Der Warzenbeißer – Insekt des Jahres 2026
Sein Erscheinungsbild macht Decticus verrucivorus – so sein wissenschaftlicher Name – unter den ca. 45 Heuschreckenarten, die in Nürnberg vorkommen, unverkennbar. Mit der bulligen Körperform und einer Länge von bis zu vier Zentimetern zählt er zu den größten Angehörigen seiner Familie.

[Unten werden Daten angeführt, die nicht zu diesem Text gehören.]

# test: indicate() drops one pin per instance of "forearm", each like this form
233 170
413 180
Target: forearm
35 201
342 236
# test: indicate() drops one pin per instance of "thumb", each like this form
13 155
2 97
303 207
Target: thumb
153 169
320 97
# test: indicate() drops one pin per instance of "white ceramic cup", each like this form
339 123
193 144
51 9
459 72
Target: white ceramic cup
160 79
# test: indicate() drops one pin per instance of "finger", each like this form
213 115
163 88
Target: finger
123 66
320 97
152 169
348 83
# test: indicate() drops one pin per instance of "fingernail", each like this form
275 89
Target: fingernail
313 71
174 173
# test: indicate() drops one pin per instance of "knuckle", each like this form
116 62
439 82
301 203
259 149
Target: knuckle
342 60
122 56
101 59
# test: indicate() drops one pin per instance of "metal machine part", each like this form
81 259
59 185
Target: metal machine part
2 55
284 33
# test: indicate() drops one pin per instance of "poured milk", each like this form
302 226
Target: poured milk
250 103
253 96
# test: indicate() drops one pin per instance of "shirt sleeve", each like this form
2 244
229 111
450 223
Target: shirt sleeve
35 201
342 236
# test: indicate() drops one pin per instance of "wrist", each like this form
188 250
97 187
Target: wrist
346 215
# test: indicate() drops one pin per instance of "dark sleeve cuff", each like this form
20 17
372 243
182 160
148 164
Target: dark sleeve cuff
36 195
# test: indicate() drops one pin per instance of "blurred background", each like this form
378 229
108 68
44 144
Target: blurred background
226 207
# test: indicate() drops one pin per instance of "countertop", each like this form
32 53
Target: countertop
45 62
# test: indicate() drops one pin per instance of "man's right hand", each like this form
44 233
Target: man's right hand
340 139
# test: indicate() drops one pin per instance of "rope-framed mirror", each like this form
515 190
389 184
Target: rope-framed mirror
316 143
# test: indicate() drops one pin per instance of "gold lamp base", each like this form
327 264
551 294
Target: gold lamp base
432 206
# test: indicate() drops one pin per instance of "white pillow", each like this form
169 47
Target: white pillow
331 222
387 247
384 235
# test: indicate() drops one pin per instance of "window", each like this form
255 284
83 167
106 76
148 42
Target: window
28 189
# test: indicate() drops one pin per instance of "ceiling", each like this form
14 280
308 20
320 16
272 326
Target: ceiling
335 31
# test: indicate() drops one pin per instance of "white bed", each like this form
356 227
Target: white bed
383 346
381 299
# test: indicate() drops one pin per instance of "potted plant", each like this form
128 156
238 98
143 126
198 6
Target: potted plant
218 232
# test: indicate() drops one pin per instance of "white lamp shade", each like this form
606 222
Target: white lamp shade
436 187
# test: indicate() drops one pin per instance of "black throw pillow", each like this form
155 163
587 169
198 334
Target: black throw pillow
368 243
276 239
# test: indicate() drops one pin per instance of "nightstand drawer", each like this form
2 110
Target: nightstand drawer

Seinen Namen erhielt der Warzenbeißer aufgrund des Volksglaubens, dass sein Biss gegen Warzen helfen soll. Wir raten auch aus Tierschutzgründen dringend davon ab, die Wirksamkeit dieser Maßnahme auszuprobieren ;-)
Kornburger SandAchse einziges Vorkommen im Stadtgebiet
Obwohl er eigentlich in ganz Europa heimisch ist, gilt der Warzenbeißer als sehr selten und wird auf der Roten Liste Bayerns sowie Deutschlands als „gefährdet“ eingestuft. In Nürnberg kommt die Art praktisch nur bei Kornburg vor. In den Reichswaldenklaven Brunn und Netzstall kann man die Art ebenfalls finden. Auf den Kornburger Biotopflächen des BUND Naturschutz ist der Warzenbeißer jedoch regelmäßig anzutreffen.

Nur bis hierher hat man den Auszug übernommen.